Personal information
- Full name: Eric Orlando Godoy Zepeda
- Date of birth: 26 March 1987 (age 39)
- Place of birth: Valparaíso, Chile
- Height: 1.83 m (6 ft 0 in)
- Position: Defender

Youth career
- Academia Erasmo Zúñiga
- Santiago Wanderers

Senior career*
- Years: Team / Apps / (Gls)
- 2005–2013: Santiago Wanderers / 102 / (6)
- 2013–2014: San Marcos / 14 / (0)
- 2014: Ottawa Fury
- 2015: Deportes La Serena / 13 / (3)
- 2015–2018: Curicó Unido / 70 / (5)
- 2019: Cobresal / 18 / (2)
- 2020–2022: Universidad de Concepción / 82 / (4)

International career
- 2007: Chile U20 / 7 / (0)
- 2011: Chile / 1 / (0)

= Eric Godoy =

Chilean footballer (born 1987)

Eric Orlando Godoy Zepeda (born 26 March 1987) is a Chilean former footballer. He played defender.

==Career==
He debuted in 2005 on the First Team from where he was called to join the national team.
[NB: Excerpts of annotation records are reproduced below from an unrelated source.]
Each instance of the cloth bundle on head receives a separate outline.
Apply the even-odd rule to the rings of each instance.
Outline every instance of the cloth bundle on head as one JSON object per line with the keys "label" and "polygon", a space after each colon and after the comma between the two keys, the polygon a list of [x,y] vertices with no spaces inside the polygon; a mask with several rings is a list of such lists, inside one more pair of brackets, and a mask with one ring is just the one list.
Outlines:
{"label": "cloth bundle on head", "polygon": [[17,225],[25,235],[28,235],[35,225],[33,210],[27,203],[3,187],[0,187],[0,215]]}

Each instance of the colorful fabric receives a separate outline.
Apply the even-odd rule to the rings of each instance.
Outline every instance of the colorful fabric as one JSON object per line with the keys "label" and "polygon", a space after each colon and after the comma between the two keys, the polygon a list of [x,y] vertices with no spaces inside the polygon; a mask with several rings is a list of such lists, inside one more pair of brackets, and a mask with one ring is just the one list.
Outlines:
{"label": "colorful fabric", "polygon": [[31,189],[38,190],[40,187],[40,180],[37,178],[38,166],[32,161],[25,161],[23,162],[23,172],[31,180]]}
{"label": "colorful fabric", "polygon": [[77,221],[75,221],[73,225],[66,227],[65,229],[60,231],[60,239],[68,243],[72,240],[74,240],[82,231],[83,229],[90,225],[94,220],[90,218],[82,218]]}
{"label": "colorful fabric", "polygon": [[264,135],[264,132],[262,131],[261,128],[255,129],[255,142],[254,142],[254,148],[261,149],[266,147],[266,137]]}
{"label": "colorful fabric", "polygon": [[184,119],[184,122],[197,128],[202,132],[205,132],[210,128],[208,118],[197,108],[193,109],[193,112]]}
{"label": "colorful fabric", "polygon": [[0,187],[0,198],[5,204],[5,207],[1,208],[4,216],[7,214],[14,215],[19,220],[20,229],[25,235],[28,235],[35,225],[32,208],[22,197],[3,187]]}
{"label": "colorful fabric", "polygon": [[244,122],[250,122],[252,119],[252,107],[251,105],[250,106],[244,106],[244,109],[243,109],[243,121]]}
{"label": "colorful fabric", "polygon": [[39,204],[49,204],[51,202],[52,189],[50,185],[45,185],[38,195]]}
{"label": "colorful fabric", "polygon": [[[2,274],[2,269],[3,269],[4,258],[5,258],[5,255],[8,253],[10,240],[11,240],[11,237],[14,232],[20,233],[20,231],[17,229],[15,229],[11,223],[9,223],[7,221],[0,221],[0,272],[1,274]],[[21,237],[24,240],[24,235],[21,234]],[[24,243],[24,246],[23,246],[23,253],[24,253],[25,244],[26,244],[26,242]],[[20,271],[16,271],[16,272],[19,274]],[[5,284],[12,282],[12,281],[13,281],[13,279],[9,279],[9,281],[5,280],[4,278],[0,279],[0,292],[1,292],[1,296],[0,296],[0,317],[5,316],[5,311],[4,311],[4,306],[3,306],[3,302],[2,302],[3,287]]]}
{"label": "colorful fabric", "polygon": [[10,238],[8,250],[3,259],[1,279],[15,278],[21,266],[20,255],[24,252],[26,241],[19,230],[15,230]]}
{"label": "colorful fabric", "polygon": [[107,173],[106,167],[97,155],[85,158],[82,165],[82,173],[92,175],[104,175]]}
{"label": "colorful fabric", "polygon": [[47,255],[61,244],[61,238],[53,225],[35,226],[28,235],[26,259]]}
Fighting a post holder, together with colleagues who serve as a central defender but also the DT Jorge Aravena puts it as midfielder, a position that was playing throw the José Sulantay process of FIFA U-20 World Cup.

=== National team ===
He was pre-selected sub 17 (2005). Moreover, in the presence sum Valparaíso team that participated in the Binacionals Goames of 2003.

Besides records attendances in the selection chilena sub 20 in the South American sub-20, 2007 (in the 4–2 victory over Peru as alternate) and friendly matches to prepare for it. He was a key player as the link connecting to the defense and midfield in Chile in 2007 FIFA U-20 World Cup in Canada. He played in 5 of 7 matches during the FIFA U-20 World Cup.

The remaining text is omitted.